# 2. Streaming application using Spark Structured Streaming (55%)

### 1. Write code to SparkSession is created using a SparkConf object, which would use two local cores with a proper application name, and use UTC as the timezone

In [50]:
# import packge 
import os
os.environ['PYSPARK_SUBMIT_ARGS'] = '--packages org.apache.spark:spark-streaming-kafka-0-10_2.12:3.0.0,org.apache.spark:spark-sql-kafka-0-10_2.12:3.0.0 pyspark-shell'
from pyspark import SparkConf
from pyspark.sql import SparkSession
from pyspark.sql.functions import *
import pandas as pd

conf = SparkConf().setAppName("predict_pedestrian_traffic").setMaster("local[2]").set("spark.sql.session.timeZone", "UTC")
spark = SparkSession.builder.config(conf = conf).getOrCreate()

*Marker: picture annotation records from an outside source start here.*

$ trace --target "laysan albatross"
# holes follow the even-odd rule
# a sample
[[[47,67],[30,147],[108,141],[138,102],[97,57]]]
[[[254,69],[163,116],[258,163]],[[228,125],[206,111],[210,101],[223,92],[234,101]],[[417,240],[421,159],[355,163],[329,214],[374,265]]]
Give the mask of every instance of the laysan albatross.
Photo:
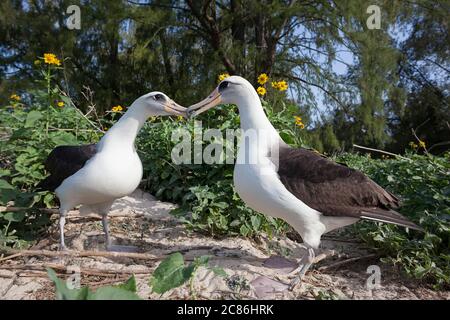
[[[241,118],[242,138],[233,175],[239,196],[252,209],[288,222],[307,248],[291,290],[313,263],[324,233],[360,219],[420,229],[392,210],[399,207],[397,197],[360,171],[284,143],[244,78],[223,80],[205,100],[187,109],[188,117],[219,104],[237,105]]]
[[[84,212],[102,215],[107,248],[111,247],[107,214],[115,199],[132,193],[142,179],[142,163],[134,141],[150,116],[185,116],[186,108],[162,92],[136,99],[97,144],[58,146],[49,154],[45,168],[50,175],[37,190],[54,191],[60,207],[60,249],[66,249],[66,214],[78,205]]]

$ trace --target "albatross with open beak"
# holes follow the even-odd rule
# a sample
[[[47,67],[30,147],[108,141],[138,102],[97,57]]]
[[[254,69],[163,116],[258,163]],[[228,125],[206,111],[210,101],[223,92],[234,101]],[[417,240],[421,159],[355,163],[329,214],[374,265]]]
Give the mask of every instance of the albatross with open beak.
[[[226,78],[187,114],[196,116],[218,104],[235,104],[239,109],[243,135],[234,168],[239,196],[252,209],[289,223],[307,248],[291,290],[313,263],[314,250],[326,232],[360,219],[420,230],[392,210],[399,206],[398,198],[363,173],[284,143],[244,78]]]
[[[106,246],[111,248],[107,214],[115,199],[132,193],[142,178],[134,141],[150,116],[181,115],[186,108],[162,92],[136,99],[97,144],[59,146],[47,158],[50,175],[37,189],[54,191],[60,202],[60,248],[65,249],[66,214],[77,205],[102,215]]]

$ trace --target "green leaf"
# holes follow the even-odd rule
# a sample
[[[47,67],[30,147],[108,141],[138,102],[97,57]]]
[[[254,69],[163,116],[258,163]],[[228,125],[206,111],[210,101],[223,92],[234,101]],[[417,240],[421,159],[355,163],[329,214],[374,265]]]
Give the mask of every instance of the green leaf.
[[[60,145],[76,145],[77,138],[70,132],[58,131],[50,135],[50,139],[56,146]]]
[[[57,300],[86,300],[89,295],[88,287],[81,289],[69,289],[65,281],[58,278],[56,272],[47,268],[47,274],[50,280],[53,281],[56,287]]]
[[[8,181],[0,179],[0,190],[1,189],[14,190],[14,187],[10,185]]]
[[[185,267],[181,253],[176,252],[164,259],[153,272],[150,285],[153,292],[164,292],[184,284],[194,271],[193,264]]]
[[[3,215],[3,219],[6,221],[11,222],[20,222],[25,218],[25,212],[18,211],[18,212],[7,212]]]
[[[252,222],[253,230],[258,231],[261,226],[261,219],[258,216],[251,216],[250,221]]]
[[[36,121],[42,119],[43,117],[44,115],[40,111],[30,111],[27,115],[27,119],[25,120],[25,128],[33,127]]]
[[[11,175],[11,170],[7,170],[7,169],[0,169],[0,177],[7,177]],[[1,183],[1,180],[0,180]],[[1,188],[0,188],[1,189]]]

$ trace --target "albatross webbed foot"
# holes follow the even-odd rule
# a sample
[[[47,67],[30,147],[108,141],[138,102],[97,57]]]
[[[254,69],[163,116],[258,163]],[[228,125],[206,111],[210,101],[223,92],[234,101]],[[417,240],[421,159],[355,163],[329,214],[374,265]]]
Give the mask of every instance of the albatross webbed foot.
[[[67,251],[66,243],[64,241],[64,225],[66,224],[65,214],[61,214],[59,218],[59,251]]]
[[[109,237],[108,216],[106,214],[102,216],[102,224],[103,231],[105,232],[106,249],[109,250],[111,247],[111,238]]]
[[[314,249],[308,248],[308,252],[300,260],[300,265],[298,268],[299,272],[297,276],[289,284],[289,291],[294,290],[295,287],[302,282],[303,278],[305,277],[306,271],[308,271],[309,267],[311,267],[314,262],[314,257]]]

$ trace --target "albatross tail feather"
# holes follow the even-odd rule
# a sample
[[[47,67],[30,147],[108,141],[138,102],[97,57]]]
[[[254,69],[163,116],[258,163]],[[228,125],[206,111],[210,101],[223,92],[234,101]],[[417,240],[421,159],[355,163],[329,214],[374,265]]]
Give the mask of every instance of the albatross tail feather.
[[[410,228],[414,230],[424,231],[423,228],[419,227],[415,223],[411,222],[400,213],[394,210],[383,210],[380,208],[368,208],[361,212],[361,219],[372,220],[390,224],[396,224],[405,228]]]

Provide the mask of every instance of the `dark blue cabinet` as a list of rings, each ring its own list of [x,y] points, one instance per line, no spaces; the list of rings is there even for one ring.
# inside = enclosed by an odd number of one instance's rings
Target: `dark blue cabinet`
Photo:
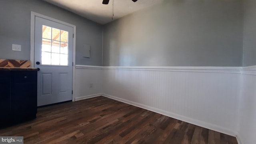
[[[0,127],[36,117],[37,72],[0,71]]]

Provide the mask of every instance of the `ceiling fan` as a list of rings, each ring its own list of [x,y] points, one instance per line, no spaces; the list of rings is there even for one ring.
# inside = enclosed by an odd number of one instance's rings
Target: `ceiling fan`
[[[138,0],[132,0],[133,2],[136,2]],[[108,4],[109,2],[109,0],[103,0],[102,4]]]

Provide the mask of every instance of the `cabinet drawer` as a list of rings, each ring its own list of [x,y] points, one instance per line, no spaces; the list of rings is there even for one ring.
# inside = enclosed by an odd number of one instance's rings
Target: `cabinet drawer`
[[[24,82],[37,81],[37,72],[12,72],[13,82]]]

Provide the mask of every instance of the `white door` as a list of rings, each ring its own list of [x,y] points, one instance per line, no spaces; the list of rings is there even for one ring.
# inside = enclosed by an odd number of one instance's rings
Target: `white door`
[[[37,106],[72,100],[73,28],[37,16],[34,67]]]

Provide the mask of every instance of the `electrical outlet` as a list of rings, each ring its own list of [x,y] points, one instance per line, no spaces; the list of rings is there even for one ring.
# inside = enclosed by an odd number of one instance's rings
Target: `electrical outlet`
[[[21,51],[21,45],[18,44],[12,44],[12,50]]]

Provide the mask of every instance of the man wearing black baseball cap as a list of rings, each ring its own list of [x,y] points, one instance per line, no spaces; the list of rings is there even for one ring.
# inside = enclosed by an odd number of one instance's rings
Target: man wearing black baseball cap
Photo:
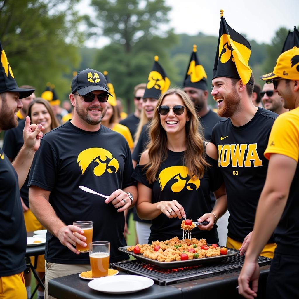
[[[93,222],[93,239],[111,242],[110,263],[129,257],[118,248],[126,245],[123,211],[135,204],[137,191],[127,142],[101,125],[109,95],[103,74],[90,69],[78,73],[69,95],[73,118],[45,136],[33,160],[30,207],[48,230],[45,298],[50,279],[90,270],[88,244],[75,221]],[[82,186],[109,197],[87,193]],[[87,253],[80,253],[76,244]]]
[[[1,132],[17,126],[16,115],[23,108],[20,99],[29,96],[34,90],[18,87],[1,42],[0,55]],[[3,298],[27,298],[23,274],[26,269],[26,229],[19,189],[39,147],[43,128],[40,124],[30,123],[27,116],[23,131],[24,145],[12,164],[0,149],[0,283]]]

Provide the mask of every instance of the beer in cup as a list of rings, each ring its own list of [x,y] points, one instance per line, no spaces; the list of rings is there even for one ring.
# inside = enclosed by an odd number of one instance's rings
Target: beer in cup
[[[83,236],[86,238],[86,240],[84,242],[87,244],[86,247],[83,247],[80,244],[76,243],[76,249],[80,252],[88,252],[89,250],[88,244],[92,242],[93,222],[92,221],[75,221],[73,224],[80,227],[84,232]]]
[[[110,259],[110,242],[99,241],[89,245],[92,277],[107,276]]]

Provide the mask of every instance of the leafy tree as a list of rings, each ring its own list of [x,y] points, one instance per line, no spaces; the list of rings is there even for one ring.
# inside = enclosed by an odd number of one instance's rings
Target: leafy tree
[[[83,41],[73,8],[79,1],[0,0],[0,39],[19,86],[34,86],[38,95],[50,82],[62,100],[69,92]]]
[[[91,4],[97,23],[88,19],[89,27],[100,28],[112,42],[99,51],[96,68],[108,71],[117,96],[126,99],[130,111],[134,86],[147,81],[155,55],[171,81],[176,79],[167,54],[175,36],[172,30],[161,29],[170,8],[164,0],[92,0]]]

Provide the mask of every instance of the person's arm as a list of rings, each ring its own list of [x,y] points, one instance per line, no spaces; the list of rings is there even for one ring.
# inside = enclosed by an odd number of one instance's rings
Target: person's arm
[[[34,154],[39,147],[42,137],[42,131],[44,129],[40,123],[30,125],[30,118],[26,117],[23,131],[24,144],[12,164],[18,174],[20,189],[28,175]]]
[[[296,161],[286,156],[273,154],[270,157],[252,237],[238,279],[239,293],[246,298],[256,296],[259,273],[257,259],[280,220],[297,165]],[[250,281],[252,281],[251,289]]]
[[[77,243],[84,247],[87,245],[84,242],[86,240],[82,235],[84,232],[77,226],[66,225],[58,218],[49,202],[50,193],[50,191],[31,185],[29,188],[30,209],[41,223],[58,238],[62,244],[79,254],[80,253],[72,245]]]
[[[149,161],[148,152],[143,152],[140,158],[140,164],[143,165]],[[152,202],[152,189],[141,183],[137,184],[138,196],[136,205],[136,210],[138,217],[141,219],[151,220],[164,213],[169,218],[178,217],[179,219],[186,217],[184,208],[176,200],[163,201]],[[172,210],[173,212],[170,213]]]

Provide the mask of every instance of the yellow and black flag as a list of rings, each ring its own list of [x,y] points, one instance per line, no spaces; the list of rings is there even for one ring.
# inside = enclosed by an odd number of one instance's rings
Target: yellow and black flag
[[[111,83],[110,78],[108,76],[108,72],[107,71],[104,71],[103,72],[103,74],[106,77],[106,80],[107,82],[107,87],[109,93],[112,95],[109,96],[108,98],[108,102],[112,106],[116,106],[116,96],[115,95],[114,91],[114,88]]]
[[[294,31],[292,32],[289,30],[289,33],[286,39],[281,53],[283,53],[288,50],[292,49],[294,47],[299,48],[299,31],[296,26],[294,26]]]
[[[155,57],[155,61],[152,71],[150,73],[143,98],[159,98],[160,96],[169,88],[170,81],[166,73],[158,62],[159,58]]]
[[[196,45],[193,45],[193,51],[183,86],[205,90],[207,89],[207,74],[197,58],[196,47]]]
[[[249,81],[252,72],[248,65],[250,45],[243,36],[228,26],[220,11],[221,21],[218,46],[213,79],[217,77],[241,79],[244,84]]]

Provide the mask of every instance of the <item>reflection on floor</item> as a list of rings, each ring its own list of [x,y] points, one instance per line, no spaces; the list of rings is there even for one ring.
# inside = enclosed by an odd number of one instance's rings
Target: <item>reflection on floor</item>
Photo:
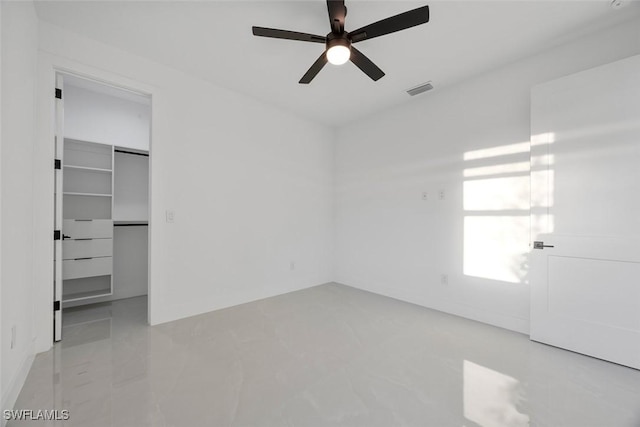
[[[640,425],[640,371],[341,285],[145,319],[144,297],[68,310],[16,408],[69,410],[37,426]]]

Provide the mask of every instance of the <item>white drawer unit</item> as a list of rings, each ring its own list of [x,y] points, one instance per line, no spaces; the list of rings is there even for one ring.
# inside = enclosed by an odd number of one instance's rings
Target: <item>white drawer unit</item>
[[[65,219],[62,222],[62,234],[66,236],[65,239],[111,239],[113,220]]]
[[[113,258],[80,258],[62,261],[63,280],[107,276],[113,270]]]
[[[62,241],[62,257],[65,260],[107,257],[112,255],[113,239],[67,239]]]

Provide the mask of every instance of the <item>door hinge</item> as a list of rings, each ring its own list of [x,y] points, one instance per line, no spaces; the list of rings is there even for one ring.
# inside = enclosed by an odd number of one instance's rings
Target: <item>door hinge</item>
[[[553,248],[553,245],[545,245],[544,242],[533,242],[533,249]]]

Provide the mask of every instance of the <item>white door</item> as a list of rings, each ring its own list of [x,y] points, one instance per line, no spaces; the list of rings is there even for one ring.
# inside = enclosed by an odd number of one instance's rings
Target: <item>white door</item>
[[[64,145],[64,101],[62,100],[63,77],[56,74],[55,98],[55,188],[54,188],[54,230],[59,233],[58,240],[54,240],[54,278],[53,278],[53,340],[62,339],[62,162]],[[59,162],[58,162],[59,161]]]
[[[640,56],[531,93],[531,339],[640,369]],[[540,243],[539,243],[540,244]]]

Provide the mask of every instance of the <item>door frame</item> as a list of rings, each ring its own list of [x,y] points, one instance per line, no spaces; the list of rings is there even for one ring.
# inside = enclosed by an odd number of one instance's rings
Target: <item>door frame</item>
[[[37,217],[36,227],[36,253],[39,254],[34,266],[36,277],[34,288],[34,315],[35,325],[33,333],[34,350],[43,352],[49,350],[53,344],[53,286],[51,278],[54,277],[54,247],[51,244],[53,236],[51,226],[54,225],[54,174],[51,173],[52,165],[55,161],[55,147],[52,143],[55,138],[55,87],[56,75],[70,74],[84,79],[93,80],[97,83],[113,86],[119,89],[129,90],[137,94],[149,97],[150,99],[150,133],[149,133],[149,214],[153,206],[153,127],[154,127],[154,97],[157,95],[157,88],[132,78],[128,78],[115,72],[105,69],[95,68],[77,61],[41,51],[38,66],[38,90],[37,90],[37,136],[35,142],[35,152],[42,153],[36,157],[36,175],[34,176],[34,187],[36,188],[35,210],[42,212]],[[153,263],[152,263],[152,236],[153,221],[149,215],[148,225],[148,282],[147,282],[147,323],[151,324],[153,313]]]

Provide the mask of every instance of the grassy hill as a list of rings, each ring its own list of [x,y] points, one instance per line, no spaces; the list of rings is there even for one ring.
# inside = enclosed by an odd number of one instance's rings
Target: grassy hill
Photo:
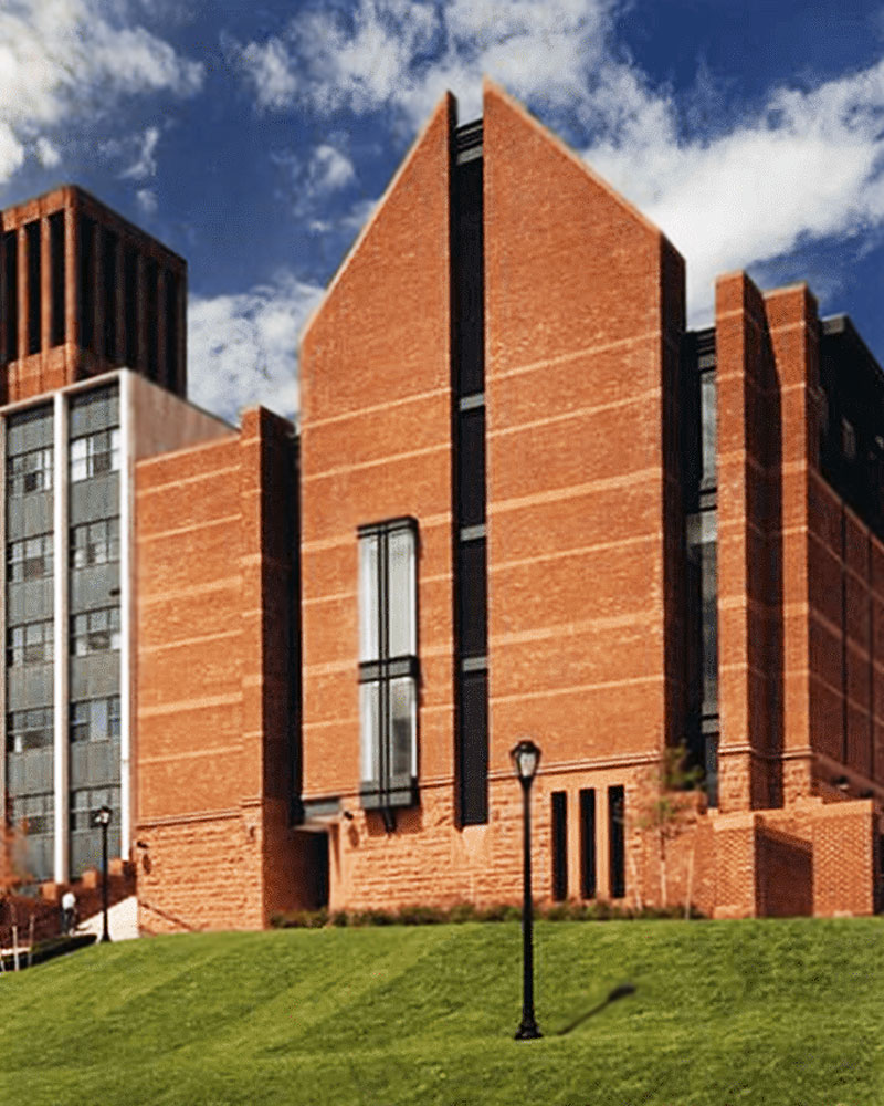
[[[0,1103],[884,1103],[880,919],[544,922],[536,949],[545,1036],[515,1042],[516,924],[94,947],[0,979]]]

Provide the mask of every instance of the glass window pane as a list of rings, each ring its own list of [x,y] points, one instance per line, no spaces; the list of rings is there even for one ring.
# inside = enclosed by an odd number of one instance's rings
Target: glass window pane
[[[704,373],[699,380],[699,414],[702,425],[704,488],[715,487],[716,448],[718,439],[715,373]]]
[[[417,774],[418,709],[414,680],[390,680],[390,774]]]
[[[408,657],[417,653],[414,603],[414,533],[394,530],[387,539],[389,655]]]
[[[359,539],[359,659],[377,660],[378,640],[378,544],[377,535]]]
[[[380,780],[380,686],[359,685],[359,772],[364,783]]]

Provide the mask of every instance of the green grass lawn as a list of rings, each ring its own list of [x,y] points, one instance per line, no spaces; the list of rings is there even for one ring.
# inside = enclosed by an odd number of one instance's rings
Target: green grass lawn
[[[0,979],[0,1103],[884,1103],[883,920],[535,936],[532,1042],[516,924],[93,947]]]

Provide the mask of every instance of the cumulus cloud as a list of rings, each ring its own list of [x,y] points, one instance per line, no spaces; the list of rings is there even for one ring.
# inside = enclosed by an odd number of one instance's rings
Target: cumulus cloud
[[[588,163],[670,236],[688,262],[694,317],[718,272],[884,227],[884,62],[774,88],[738,123],[711,109],[697,137],[696,105],[654,85],[618,41],[623,10],[623,0],[312,6],[238,61],[263,108],[386,112],[412,129],[445,88],[462,118],[478,114],[490,74],[554,128],[582,134]],[[698,81],[714,93],[709,73]]]
[[[154,215],[157,210],[157,194],[152,188],[139,188],[135,194],[135,199],[145,215]]]
[[[49,138],[43,138],[42,136],[38,138],[34,144],[34,153],[36,154],[38,161],[44,169],[55,169],[61,165],[62,155]]]
[[[144,180],[157,175],[156,149],[159,142],[159,127],[147,127],[136,140],[135,160],[127,166],[122,177],[130,180]]]
[[[613,0],[358,0],[302,10],[281,35],[234,50],[256,103],[397,111],[422,119],[445,91],[478,111],[484,72],[567,106],[601,56]]]
[[[884,62],[777,88],[755,117],[705,142],[676,138],[672,104],[646,91],[631,103],[623,133],[586,157],[685,254],[695,314],[718,272],[884,223]]]
[[[317,285],[282,274],[249,292],[192,298],[190,398],[229,419],[259,403],[291,418],[298,408],[298,336],[322,294]]]
[[[319,191],[337,191],[356,179],[352,161],[327,143],[313,152],[308,171],[313,188]]]
[[[202,66],[140,25],[128,0],[6,0],[0,7],[0,182],[40,138],[125,96],[196,92]]]

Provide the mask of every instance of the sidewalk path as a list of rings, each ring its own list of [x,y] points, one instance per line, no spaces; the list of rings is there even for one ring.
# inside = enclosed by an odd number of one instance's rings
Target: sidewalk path
[[[130,941],[138,933],[138,900],[135,895],[122,899],[107,911],[107,928],[112,941]],[[102,936],[102,911],[84,918],[76,927],[78,933]]]

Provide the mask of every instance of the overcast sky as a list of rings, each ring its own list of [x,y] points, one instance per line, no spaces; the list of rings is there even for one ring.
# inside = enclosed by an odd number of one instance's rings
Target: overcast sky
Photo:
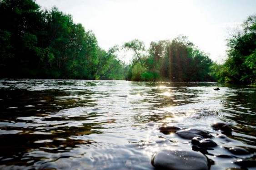
[[[151,41],[188,37],[213,61],[225,58],[226,39],[250,15],[256,0],[36,0],[55,6],[95,34],[99,46],[138,39],[148,48]],[[125,61],[131,58],[123,56]],[[126,57],[126,58],[124,58]]]

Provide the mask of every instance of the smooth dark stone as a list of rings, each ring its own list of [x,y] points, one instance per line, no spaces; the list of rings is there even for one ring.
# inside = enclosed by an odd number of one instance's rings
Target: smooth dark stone
[[[231,148],[226,148],[228,151],[235,155],[243,155],[250,154],[249,151],[245,149],[238,147],[232,147]]]
[[[160,132],[165,135],[168,135],[171,133],[175,133],[180,130],[180,128],[176,126],[161,126],[159,128]]]
[[[178,131],[176,133],[182,138],[192,139],[194,137],[211,138],[212,136],[207,131],[196,129],[188,129]]]
[[[226,135],[231,134],[232,132],[232,129],[228,125],[223,126],[221,127],[221,130],[222,131],[223,133]]]
[[[193,139],[192,139],[192,140],[191,140],[191,143],[193,145],[197,145],[200,142],[200,141],[203,138],[200,137],[194,137]]]
[[[225,125],[227,125],[227,124],[225,123],[218,122],[211,125],[211,126],[215,130],[219,130],[221,129],[222,126]]]
[[[216,146],[217,144],[211,139],[204,139],[199,141],[197,146],[201,147],[211,148]]]
[[[256,167],[256,160],[236,160],[233,163],[236,164],[242,167]]]
[[[217,156],[219,158],[233,158],[233,156],[229,155],[220,155]]]
[[[199,151],[204,154],[207,154],[208,151],[206,148],[203,148],[198,147],[197,146],[193,145],[192,146],[192,150],[196,151]]]
[[[232,129],[225,123],[215,123],[211,125],[211,127],[216,131],[221,130],[222,133],[226,135],[230,135],[232,132]]]
[[[193,151],[163,150],[152,159],[156,170],[208,170],[207,158],[203,154]]]

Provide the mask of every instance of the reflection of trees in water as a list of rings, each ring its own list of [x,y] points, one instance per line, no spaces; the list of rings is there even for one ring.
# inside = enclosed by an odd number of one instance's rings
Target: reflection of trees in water
[[[256,145],[256,91],[253,88],[231,88],[232,92],[223,101],[223,115],[225,121],[232,125],[234,131],[239,136],[231,138],[245,141],[248,144]],[[254,138],[251,138],[254,136]]]

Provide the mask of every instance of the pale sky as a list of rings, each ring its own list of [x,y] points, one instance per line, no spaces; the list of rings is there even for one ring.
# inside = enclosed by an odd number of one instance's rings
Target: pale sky
[[[55,6],[75,23],[95,34],[108,49],[137,39],[147,48],[152,41],[171,40],[180,34],[209,54],[225,58],[226,39],[250,15],[256,0],[36,0],[43,9]],[[129,55],[121,58],[131,60]]]

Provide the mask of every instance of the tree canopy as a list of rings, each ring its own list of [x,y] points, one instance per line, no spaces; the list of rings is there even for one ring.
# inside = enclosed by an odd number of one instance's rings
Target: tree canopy
[[[241,26],[242,29],[227,40],[225,63],[211,68],[211,75],[221,82],[256,83],[256,15],[250,16]]]
[[[0,1],[0,77],[124,79],[124,64],[94,33],[54,7]],[[115,66],[115,69],[113,67]]]
[[[71,15],[42,10],[35,0],[0,0],[0,78],[256,82],[256,15],[227,40],[223,64],[182,35],[148,49],[135,39],[105,51]],[[120,49],[133,53],[129,65],[119,59]]]

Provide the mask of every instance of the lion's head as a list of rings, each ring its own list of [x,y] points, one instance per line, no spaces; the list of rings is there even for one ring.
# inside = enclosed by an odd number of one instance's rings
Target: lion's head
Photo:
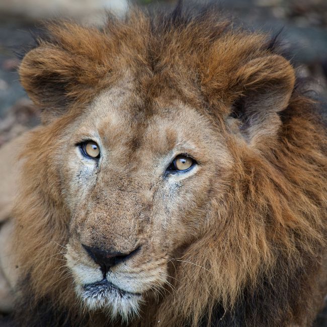
[[[16,209],[24,296],[90,321],[196,325],[261,300],[253,321],[295,321],[286,286],[324,242],[324,136],[276,46],[212,9],[49,30],[20,67],[43,121]]]

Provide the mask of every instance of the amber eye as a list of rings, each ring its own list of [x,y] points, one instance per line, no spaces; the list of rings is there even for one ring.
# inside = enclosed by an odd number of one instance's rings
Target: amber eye
[[[82,151],[85,155],[93,158],[100,157],[99,145],[92,141],[87,141],[80,144]]]
[[[185,171],[191,168],[194,164],[194,160],[192,158],[180,154],[174,159],[169,169],[172,171]]]

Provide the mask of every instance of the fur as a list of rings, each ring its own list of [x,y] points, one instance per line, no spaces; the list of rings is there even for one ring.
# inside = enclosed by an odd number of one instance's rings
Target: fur
[[[43,122],[22,153],[15,210],[20,323],[311,325],[326,293],[327,138],[315,104],[301,95],[274,42],[233,29],[214,7],[131,10],[122,19],[110,16],[101,31],[70,23],[47,28],[49,37],[20,70]],[[167,108],[177,126],[167,122]],[[95,168],[73,185],[72,164],[59,150],[67,151],[76,124],[98,120],[106,123],[116,166],[109,177],[97,173],[93,193],[83,189],[86,200],[73,194]],[[169,153],[179,128],[198,149],[199,169],[167,187],[174,196],[160,197],[166,191],[147,167],[158,167],[152,158]],[[118,225],[114,216],[124,218]],[[77,263],[93,270],[90,276],[99,273],[82,239],[127,249],[135,235],[151,240],[134,272],[146,279],[156,272],[158,293],[142,284],[139,315],[126,314],[126,321],[86,306],[72,283],[82,278]],[[156,247],[151,243],[160,237]]]

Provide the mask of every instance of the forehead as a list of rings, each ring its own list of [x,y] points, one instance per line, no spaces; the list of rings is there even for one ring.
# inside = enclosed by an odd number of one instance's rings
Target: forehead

### 2. Similar to assignment 2A, write code to define the data schema for the sensor location CSV file, following the data types suggested in the metadata file 1 , with the exception of the “location” columns; then load the CSV file into a dataframe using the schema. a. Use StringType for “location” column

In [51]:
# create schema
from pyspark.sql.types import *
location_schema = StructType(
    [StructField('sensor_id',IntegerType(),True),
     StructField('sensor_description',StringType(),True),
     StructField('sensor_name',StringType(),True),
     StructField('installation_date',DateType(),True),
     StructField('status',StringType(),True),
     StructField('note',StringType(),True),
     StructField('direction_1',StringType(),True),
     StructField('direction_2',StringType(),True),
     StructField('latitude',DoubleType(),True),
     StructField('longitude',DoubleType(),True),
     StructField('location',StringType(),True)
    ])

In [52]:
# Read location data as dataframe use the location schema
df_location = spark.read.csv('Pedestrian_Counting_System_-_Sensor_Locations.csv', header=True,
                    dateFormat="yyyy/MM/dd", schema=location_schema)

In [53]:
# display schema
df_location.printSchema()

root
 |-- sensor_id: integer (nullable = true)
 |-- sensor_description: string (nullable = true)
 |-- sensor_name: string (nullable = true)
 |-- installation_date: date (nullable = true)
 |-- status: string (nullable = true)
 |-- note: string (nullable = true)
 |-- direction_1: string (nullable = true)
 |-- direction_2: string (nullable = true)
 |-- latitude: double (nullable = true)
 |-- longitude: double (nullable = true)
 |-- location: string (nullable = true)



### 3. Using the same topic name from the Kafka producers in Task 1, ingest the streaming data into Spark Streaming assuming all data coming in String format

In [54]:
# read stream data
topic = 'Pedestrian_December_counts'

df = spark \
  .readStream \
  .format("kafka") \
  .option("kafka.bootstrap.servers", "127.0.0.1:9092") \
  .option("subscribe", topic) \
  .load()

### 4. Persist the raw streaming data in parquet format

In [6]:
# write data in parquwt format
df_sink = df\
    .writeStream\
    .format("parquet")\
    .outputMode("append")\
    .option("path", "parquet/destination")\
    .option("checkpointLocation", "path/to/checkpoint/dir")\
    .start()

In [7]:
df_sink.stop()

In [8]:
df.printSchema()

root
 |-- key: binary (nullable = true)
 |-- value: binary (nullable = true)
 |-- topic: string (nullable = true)
 |-- partition: integer (nullable = true)
 |-- offset: long (nullable = true)
 |-- timestamp: timestamp (nullable = true)
 |-- timestampType: integer (nullable = true)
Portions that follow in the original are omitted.